Retirement and how to save for it usually aren't funny topics. But over the last 24 hours, an article on what finances should look like for people in their 30s has garnered some scathing remarks on Twitter.
fitting that the thumbnail for this article is of fictional 30-somethings who can somehow afford gorgeous NYC apartments despite working in media https://t.co/EcYjnCiMY4-- buff uncle iroh (@sethboyer) May 15, 2018
[turns pockets inside out; two moths fly out]-- RockCreek Werewolf (@RkCreekWerewolf) May 15, 2018
oh no my moths!!https://t.co/dgHCmeJV5K
"Thirtieth birthdays are an excellent time to take stock of your future funds, especially as short-term financial obligations solidify, such as continuing to pay off the last of student loans..." [I'm sorry, what?] https://t.co/6wwq0a5LgD-- Jonathan Walczak (@jonwalczak) May 15, 2018
Or, as one Twitter user wrote about the idea of having a year of salary saved by 30 and two by 35: "HAHAAHAHAHAHAHAAHA *takes a deep breath* HAHAHAHAHAHAAH oh you guys".
The article, originally published in January by MarketWatch, is part of a series about where people should be financially at any given decade of life. And people were reacting because they found the advice ludicrous.
Is it? Here are some numbers that put it into perspective. I've combined a number of sources. One is IRS numbers for what the agency considers allowable living, transportation and ownership of a car, housing and utilities, and out-of-pocket healthcare for one person per month if it's trying to collect money. I've also added estimates of student loan payments on $30,000 borrowed at the 4 percent interest rate of Federal Direct Loans. We're assuming here that you have a salaried job with benefits like health insurance.

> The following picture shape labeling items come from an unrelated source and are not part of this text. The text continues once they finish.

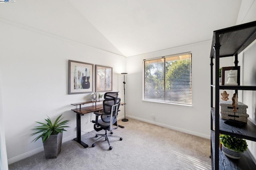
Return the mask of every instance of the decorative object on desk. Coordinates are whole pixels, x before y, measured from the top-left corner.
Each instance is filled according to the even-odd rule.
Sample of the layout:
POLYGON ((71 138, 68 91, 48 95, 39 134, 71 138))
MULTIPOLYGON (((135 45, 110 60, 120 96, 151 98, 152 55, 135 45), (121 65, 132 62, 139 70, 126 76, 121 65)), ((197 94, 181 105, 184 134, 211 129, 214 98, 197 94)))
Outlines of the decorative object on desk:
POLYGON ((96 65, 96 92, 112 91, 112 68, 96 65))
POLYGON ((35 127, 31 129, 36 132, 31 134, 30 136, 38 133, 41 134, 34 139, 32 142, 35 142, 40 138, 42 138, 44 149, 44 154, 46 159, 57 158, 60 153, 62 140, 63 131, 66 131, 64 129, 69 127, 66 126, 69 120, 60 121, 63 119, 60 119, 62 114, 59 116, 53 122, 48 116, 48 118, 45 119, 46 123, 36 122, 41 124, 40 126, 35 127))
POLYGON ((240 85, 240 66, 236 67, 222 67, 222 85, 240 85), (231 71, 231 73, 232 75, 231 75, 230 80, 230 82, 228 84, 227 83, 228 81, 228 79, 230 79, 228 76, 229 73, 230 73, 230 70, 231 71), (234 73, 234 75, 233 75, 233 74, 234 73), (234 83, 234 81, 235 83, 234 83), (236 85, 236 83, 237 83, 236 85))
POLYGON ((221 78, 221 70, 222 68, 220 68, 220 69, 219 70, 219 77, 220 78, 220 80, 219 81, 219 83, 220 84, 220 85, 222 85, 222 78, 221 78))
POLYGON ((99 93, 99 100, 100 100, 102 99, 103 95, 102 95, 100 93, 99 93))
POLYGON ((91 97, 92 97, 92 100, 95 100, 95 98, 96 98, 96 95, 94 94, 92 94, 91 95, 91 97))
POLYGON ((221 96, 222 96, 222 97, 221 97, 221 99, 222 100, 226 101, 227 100, 228 100, 228 99, 228 99, 229 94, 228 94, 226 91, 223 91, 223 93, 222 93, 220 94, 221 95, 221 96))
POLYGON ((226 134, 220 135, 220 142, 223 145, 222 149, 224 154, 234 159, 240 158, 240 153, 247 149, 246 140, 226 134))
POLYGON ((68 60, 68 94, 92 93, 93 64, 68 60))
POLYGON ((125 82, 125 77, 124 77, 124 75, 126 74, 127 74, 127 73, 121 73, 121 74, 124 75, 124 81, 123 81, 123 83, 124 83, 124 119, 122 119, 122 121, 123 122, 127 122, 129 121, 129 119, 126 119, 125 117, 125 105, 126 105, 126 103, 125 103, 125 84, 126 83, 125 82))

- Food, clothing, and other items: $647
- Out-of-pocket healthcare (under 65): $52
- Housing and utilities (North Carolina as an example): Ranges from $940 to $1,649, depending on country, so split the difference for $1,145
- Car ownership (national): $497
- Car operating costs (south): $196
- Student loan: $300 (approximately)
The monthly total: $2,837, or $34,044 a year.
There are different loan repayment plans that can lower the amount, but remember, the advice is to be clear of loans, which is supposed to take ten years. Other costs can be lower or much higher, depending on where you live.
Now for what you make, based on average salaries in the U.S. according to Bureau of Labor Statistics numbers from mid-2017 as reported by Business Insider. (The BLS site was down as I wrote this, so no way to update the information). In your mid-20s, it's $27,456 a year. That jumps to $39,416 a year from 25 to 34 and doesn't make allowances for taxes.
You may notice that the average person's expenses have used up all the money from their earnings without having much of anything to put away $40,000 by age 30 and another $40,000 five years later. Can some people do all that they're supposed to? Of course. Maybe parents paid for school or they are in a particularly lucrative position. They might be industrious and working a second job.
And this isn't to say that you get an excuse for not saving money, because it won't help. But it does explain why so many people do a double-take strong enough to induce whiplash when they hear the type of generic financial advice that experts offer.
There are no magical solutions. There are some steps you can take now, though, to help put things into order. Many seem small, and they are. But any extra amounts you can have at the end of the month can help pay down loans more quickly or go into long-term savings and investments.
- Get a second job. Really. It can be a pain, but the extra effort now means money to help retire student loans far more quickly that many ever will get to. Once done, the former loan payments can go right into something more productive.
- Don't buy on credit. It's good to have credit cards, a line of credit, and other ways to get money in an emergency. And using a credit card when you pay it off promptly every month is smart. Just don't accumulate a balance, which can take years to work off.
- Buying services. Getting food at a restaurant or having people do your laundry is a luxury early on. Do it yourself, take what you would have spent, and put it immediately somewhere safe.
- Cut communications and entertainment fees. This is particularly true on a phone. See whether you actually use the maximum amount of services they offer. If not, cut down on the plan. If so, cut back on your use and then go to a cheaper plan.
- End wasted memberships and subscriptions. If you don't go to the gym, don't pay for it. If you have a streaming service and don't watch it frequently (because of that second job), end it. You can always go back.
There likely are many other things you could do as well. Plug away, put money into an index fund, keep some as cash in the bank, and recognize that even if you don't hit the marks that the experts say you should, you're developing good habits and getting further ahead than you otherwise would have.